Wenn ich zur Arbeit fahre, bin ich oft schon fast zu spät dran, und jetzt wird auch noch an vielen Stellen der Asphalt aufgerissen. Baugruben entstehen, scheinbar über Nacht, hastig, manchmal nicht einmal abgesichert. Vielleicht werden die Absperrungen auch gestohlen, diese rot-weißen Plastikgitter mit den Warnleuchten obendrauf. Ich weiß nicht, ob die Leute sich die in den Garten stellen oder ins Wohnzimmer, oder ob sie damit ihre eigenen Gruben absichern.
Ich sehe auch nie jemanden bauen, und keine Maschinen. Vielleicht sind diese Gruben gar keine, also nicht in dem Sinne, dass jemand sie gegraben hat. Vielleicht reißt der Boden von alleine auf, und das, was uns immer getragen hat, trägt nicht mehr, gibt nach, versinkt.
Bis jetzt konnte ich den Löchern auf der Straße immer noch rechtzeitig ausweichen, den Fahrradlenker herum reißen und den Sturz verhindern; aber nur, weil ich mit erhöhter Wachsamkeit fahre und jederzeit mit einem Abgrund rechne.
Eines Tages, wenn ich vielleicht noch etwas verschlafen bin, wird es passieren. Auch wer keine Grube gräbt, fällt selbst hinein. Hoffentlich breche ich mir nichts. Oder wenigstens nicht die Hände. Hauptsache ich kann schreiben, während ich krank geschrieben bin. Was mache ich sonst, Tag für Tag zu Hause, nur über Gruben grübeln, und warum es mir nicht gelungen ist, dieses doch vorhersehbare Unglück zu vermeiden? Eigentlich wäre es am besten, ich würde mich schon vor dem Sturz krank schreiben lassen. Ich müsste nur meine Hausärztin von dieser präventiven Maßnahme überzeugen können.

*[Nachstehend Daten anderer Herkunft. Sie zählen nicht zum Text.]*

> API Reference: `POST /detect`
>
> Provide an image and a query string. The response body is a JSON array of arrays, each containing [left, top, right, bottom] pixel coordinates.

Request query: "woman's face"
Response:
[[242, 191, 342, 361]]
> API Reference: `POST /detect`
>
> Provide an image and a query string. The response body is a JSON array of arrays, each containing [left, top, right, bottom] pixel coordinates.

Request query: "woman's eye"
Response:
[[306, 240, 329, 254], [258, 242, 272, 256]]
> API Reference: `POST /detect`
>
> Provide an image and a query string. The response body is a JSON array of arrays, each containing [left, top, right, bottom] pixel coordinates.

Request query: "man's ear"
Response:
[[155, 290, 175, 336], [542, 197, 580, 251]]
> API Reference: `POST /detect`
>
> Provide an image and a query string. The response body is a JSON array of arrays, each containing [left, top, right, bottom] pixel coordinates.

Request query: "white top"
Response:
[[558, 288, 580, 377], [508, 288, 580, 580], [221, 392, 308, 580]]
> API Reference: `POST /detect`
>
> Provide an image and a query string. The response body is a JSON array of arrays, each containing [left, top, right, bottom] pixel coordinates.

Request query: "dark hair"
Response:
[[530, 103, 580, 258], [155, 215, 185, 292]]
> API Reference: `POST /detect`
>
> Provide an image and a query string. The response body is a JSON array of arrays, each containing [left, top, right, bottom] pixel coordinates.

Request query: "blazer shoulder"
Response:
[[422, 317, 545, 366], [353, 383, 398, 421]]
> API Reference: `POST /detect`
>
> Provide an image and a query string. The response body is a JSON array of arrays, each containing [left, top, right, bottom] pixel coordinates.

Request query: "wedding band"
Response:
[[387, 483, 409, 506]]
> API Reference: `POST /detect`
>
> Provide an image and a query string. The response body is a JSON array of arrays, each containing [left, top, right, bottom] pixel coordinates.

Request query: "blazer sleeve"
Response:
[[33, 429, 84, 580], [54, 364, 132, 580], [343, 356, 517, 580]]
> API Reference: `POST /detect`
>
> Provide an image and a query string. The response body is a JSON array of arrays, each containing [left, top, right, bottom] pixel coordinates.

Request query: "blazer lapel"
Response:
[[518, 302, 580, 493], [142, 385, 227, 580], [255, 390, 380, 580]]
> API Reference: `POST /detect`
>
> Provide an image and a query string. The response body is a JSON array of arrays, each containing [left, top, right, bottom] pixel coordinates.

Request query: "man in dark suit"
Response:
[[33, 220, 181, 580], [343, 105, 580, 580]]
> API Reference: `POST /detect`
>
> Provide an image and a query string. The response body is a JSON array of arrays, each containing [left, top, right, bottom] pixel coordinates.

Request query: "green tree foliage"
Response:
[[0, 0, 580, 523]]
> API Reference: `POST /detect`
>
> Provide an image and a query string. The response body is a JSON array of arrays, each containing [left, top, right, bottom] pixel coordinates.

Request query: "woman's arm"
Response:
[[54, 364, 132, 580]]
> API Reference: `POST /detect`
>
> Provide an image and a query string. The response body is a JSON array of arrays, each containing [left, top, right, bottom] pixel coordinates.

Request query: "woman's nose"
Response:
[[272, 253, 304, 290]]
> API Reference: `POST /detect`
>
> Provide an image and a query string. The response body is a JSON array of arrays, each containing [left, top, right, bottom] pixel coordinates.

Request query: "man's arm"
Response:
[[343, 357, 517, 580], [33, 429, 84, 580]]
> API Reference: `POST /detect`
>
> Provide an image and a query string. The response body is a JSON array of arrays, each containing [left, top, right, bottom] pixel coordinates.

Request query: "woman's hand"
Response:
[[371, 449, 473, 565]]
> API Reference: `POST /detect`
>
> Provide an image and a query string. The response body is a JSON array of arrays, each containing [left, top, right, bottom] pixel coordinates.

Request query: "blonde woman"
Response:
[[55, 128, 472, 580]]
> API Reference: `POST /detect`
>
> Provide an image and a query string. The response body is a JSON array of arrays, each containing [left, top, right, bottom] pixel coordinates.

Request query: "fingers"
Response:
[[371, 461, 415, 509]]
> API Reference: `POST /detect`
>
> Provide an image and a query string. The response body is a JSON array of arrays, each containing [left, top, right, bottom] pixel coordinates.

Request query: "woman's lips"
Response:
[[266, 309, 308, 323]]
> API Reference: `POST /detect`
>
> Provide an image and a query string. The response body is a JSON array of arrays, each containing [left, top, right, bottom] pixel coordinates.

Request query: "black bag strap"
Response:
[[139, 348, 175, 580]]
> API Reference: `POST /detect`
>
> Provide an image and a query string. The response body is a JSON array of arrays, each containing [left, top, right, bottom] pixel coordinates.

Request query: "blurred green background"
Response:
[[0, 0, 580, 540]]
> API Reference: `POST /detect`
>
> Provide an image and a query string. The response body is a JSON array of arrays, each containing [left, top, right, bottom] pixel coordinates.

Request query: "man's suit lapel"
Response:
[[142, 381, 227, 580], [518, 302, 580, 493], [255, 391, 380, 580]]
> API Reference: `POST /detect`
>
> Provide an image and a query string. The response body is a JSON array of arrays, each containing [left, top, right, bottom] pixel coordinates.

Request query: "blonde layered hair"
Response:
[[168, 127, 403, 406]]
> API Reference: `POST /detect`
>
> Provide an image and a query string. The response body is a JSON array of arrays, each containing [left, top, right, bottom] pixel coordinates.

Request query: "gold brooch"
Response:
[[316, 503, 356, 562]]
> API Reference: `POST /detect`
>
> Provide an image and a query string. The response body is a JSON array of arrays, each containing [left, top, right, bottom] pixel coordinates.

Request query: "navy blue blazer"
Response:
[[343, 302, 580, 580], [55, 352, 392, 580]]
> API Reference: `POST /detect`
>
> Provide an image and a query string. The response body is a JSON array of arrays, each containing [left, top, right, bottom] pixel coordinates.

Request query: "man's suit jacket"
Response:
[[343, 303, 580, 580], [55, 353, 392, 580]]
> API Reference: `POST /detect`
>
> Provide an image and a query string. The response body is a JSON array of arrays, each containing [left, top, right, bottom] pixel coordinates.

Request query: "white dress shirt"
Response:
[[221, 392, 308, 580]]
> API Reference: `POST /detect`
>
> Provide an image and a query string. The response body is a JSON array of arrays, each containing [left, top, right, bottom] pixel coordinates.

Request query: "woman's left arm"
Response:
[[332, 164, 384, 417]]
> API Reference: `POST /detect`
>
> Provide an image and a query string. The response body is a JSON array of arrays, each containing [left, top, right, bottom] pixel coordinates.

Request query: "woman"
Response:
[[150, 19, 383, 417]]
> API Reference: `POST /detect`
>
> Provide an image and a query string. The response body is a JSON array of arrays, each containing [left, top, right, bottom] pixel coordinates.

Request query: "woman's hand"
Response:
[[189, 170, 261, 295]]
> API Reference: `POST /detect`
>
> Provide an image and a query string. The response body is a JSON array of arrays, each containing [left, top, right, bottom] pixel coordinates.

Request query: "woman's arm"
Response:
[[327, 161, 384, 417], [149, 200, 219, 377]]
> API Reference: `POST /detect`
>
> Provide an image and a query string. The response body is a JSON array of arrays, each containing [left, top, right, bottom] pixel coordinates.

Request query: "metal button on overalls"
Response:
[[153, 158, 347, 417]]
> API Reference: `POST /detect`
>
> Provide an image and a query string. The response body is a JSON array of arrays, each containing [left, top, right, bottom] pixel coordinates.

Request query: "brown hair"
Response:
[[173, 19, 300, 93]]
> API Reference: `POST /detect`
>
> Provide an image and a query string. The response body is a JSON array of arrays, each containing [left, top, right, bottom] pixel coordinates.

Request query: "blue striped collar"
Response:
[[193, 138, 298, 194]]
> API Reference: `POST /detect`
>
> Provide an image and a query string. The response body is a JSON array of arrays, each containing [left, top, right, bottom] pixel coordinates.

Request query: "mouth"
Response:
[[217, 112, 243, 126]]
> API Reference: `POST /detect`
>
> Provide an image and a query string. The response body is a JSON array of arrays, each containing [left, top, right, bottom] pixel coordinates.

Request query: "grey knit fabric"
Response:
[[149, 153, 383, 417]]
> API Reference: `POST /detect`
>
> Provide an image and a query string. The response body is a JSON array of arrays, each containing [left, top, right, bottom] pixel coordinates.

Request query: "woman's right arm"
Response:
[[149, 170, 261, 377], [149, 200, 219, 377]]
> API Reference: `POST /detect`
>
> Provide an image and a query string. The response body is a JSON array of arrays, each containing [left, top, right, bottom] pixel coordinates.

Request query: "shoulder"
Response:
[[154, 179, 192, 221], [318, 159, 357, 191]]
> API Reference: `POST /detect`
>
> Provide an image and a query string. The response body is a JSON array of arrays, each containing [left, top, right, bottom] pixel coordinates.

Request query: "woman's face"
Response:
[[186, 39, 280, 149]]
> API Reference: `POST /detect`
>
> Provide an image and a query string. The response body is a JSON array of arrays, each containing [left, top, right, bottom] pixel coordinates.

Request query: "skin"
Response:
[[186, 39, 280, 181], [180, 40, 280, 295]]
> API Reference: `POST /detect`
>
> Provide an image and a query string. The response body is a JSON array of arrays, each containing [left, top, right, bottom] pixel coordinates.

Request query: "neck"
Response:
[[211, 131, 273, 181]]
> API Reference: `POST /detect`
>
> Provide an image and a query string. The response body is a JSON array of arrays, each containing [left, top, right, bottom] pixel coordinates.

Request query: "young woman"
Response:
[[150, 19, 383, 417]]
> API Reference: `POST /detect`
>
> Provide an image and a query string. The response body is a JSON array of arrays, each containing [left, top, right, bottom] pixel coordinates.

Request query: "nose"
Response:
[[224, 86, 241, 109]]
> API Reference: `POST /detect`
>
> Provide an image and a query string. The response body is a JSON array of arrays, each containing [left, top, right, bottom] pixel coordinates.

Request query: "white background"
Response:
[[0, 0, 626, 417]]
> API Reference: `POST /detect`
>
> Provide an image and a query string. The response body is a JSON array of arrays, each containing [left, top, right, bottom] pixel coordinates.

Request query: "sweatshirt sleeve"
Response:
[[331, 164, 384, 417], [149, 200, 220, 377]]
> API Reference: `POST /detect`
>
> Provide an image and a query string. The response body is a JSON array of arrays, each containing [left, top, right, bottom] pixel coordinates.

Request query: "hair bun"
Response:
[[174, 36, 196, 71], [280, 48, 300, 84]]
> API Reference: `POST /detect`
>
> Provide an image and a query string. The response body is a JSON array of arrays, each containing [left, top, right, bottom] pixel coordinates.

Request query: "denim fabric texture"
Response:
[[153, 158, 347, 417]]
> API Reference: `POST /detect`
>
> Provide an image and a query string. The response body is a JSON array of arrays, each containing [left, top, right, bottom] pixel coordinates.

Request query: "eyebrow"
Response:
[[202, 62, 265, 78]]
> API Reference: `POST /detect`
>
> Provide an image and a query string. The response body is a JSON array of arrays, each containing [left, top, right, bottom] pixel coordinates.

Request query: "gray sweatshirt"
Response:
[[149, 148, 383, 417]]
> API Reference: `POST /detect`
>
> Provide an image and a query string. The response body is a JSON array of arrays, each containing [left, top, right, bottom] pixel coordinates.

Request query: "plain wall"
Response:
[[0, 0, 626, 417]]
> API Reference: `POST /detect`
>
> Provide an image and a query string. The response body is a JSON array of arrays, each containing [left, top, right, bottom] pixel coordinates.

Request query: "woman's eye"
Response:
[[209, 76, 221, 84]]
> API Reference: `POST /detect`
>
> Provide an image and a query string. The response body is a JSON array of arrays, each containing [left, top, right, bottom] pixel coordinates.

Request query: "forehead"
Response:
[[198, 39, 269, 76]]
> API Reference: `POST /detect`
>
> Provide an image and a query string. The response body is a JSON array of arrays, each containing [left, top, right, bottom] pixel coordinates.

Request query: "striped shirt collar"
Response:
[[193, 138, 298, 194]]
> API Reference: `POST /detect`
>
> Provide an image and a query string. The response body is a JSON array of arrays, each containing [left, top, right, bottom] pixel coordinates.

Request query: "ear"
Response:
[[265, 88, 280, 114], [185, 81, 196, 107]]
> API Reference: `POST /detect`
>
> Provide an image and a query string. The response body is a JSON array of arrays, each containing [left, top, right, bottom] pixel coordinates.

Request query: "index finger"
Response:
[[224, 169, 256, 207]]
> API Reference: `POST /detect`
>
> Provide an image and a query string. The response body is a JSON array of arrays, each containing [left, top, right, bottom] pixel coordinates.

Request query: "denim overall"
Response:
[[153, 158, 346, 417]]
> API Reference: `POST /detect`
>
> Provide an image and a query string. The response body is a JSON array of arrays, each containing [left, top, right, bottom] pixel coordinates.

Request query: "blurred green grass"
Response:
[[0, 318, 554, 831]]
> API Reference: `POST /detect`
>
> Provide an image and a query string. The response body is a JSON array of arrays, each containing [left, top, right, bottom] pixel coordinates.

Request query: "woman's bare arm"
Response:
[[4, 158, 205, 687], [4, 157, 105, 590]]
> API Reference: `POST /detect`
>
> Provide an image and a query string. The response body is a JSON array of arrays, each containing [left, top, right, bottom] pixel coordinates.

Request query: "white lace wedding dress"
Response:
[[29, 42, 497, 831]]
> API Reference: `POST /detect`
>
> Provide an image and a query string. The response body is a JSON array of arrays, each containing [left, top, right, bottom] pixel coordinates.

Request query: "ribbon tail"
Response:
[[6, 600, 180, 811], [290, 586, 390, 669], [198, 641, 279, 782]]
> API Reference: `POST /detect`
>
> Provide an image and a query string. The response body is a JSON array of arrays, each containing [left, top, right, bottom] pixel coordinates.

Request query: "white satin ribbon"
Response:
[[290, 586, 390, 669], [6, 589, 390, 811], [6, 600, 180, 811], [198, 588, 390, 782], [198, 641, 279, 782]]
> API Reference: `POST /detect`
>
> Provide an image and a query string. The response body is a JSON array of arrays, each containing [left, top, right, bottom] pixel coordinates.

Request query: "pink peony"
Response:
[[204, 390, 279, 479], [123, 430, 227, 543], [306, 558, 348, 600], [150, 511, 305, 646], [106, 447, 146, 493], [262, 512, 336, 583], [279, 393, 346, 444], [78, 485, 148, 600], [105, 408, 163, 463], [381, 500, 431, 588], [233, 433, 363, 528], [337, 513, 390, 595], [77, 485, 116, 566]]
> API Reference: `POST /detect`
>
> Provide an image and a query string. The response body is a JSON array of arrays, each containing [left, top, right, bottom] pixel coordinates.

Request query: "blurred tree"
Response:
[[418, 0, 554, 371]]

Während ich über Argumente nachdenke und einer kleineren, mir schon bekannten Vertiefung ausweiche, werde ich von einem riesigen roten LKW überrascht, der von rechts aus einer Einfahrt drängelt. Ich bremse scharf ab, mache dem Ungetüm Platz. Mit Dröhnen biegt es auf die Straße ein, die Gesteinsbrocken auf der Ladefläche vibrieren, und dann wankt der ganze Laster, kippt nach links, die Ladung kommt in Bewegung, Brocken rollen, überstürzen sich, schmettern auf die Straße und prallen von ihr ab. Der LKW ist mit dem linken Vorderrad in eine Baugrube gesackt.
Das war die Grube, die für mich bestimmt war, denke ich, und jetzt hat sich dieses aufdringliche Fahrzeug hinein gestürzt — und dafür bin ich ihm dankbar.
Der Motor heult auf, der Laster ruckt vorwärts, sinkt in das Loch zurück, noch einmal und noch einmal. Ich traue mich nicht an dem steineschleudernden Monster vorbei. Jetzt komme ich sicher zu spät zur Arbeit, aber wenigstens habe ich eine anschauliche Erklärung dafür.
Schließlich steigt der LKW Fahrer aus, zückt eine Peitsche und versetzt der roten Flanke einen Hieb, sodass meterlang der Lack abplatzt und ein grauer Striemen zurückbleibt. Der Laster jault, bäumt sich auf, reißt das Rad aus der Grube, die Ladung rutscht, Steine springen durch die Luft, einer trifft mich an der Stirn.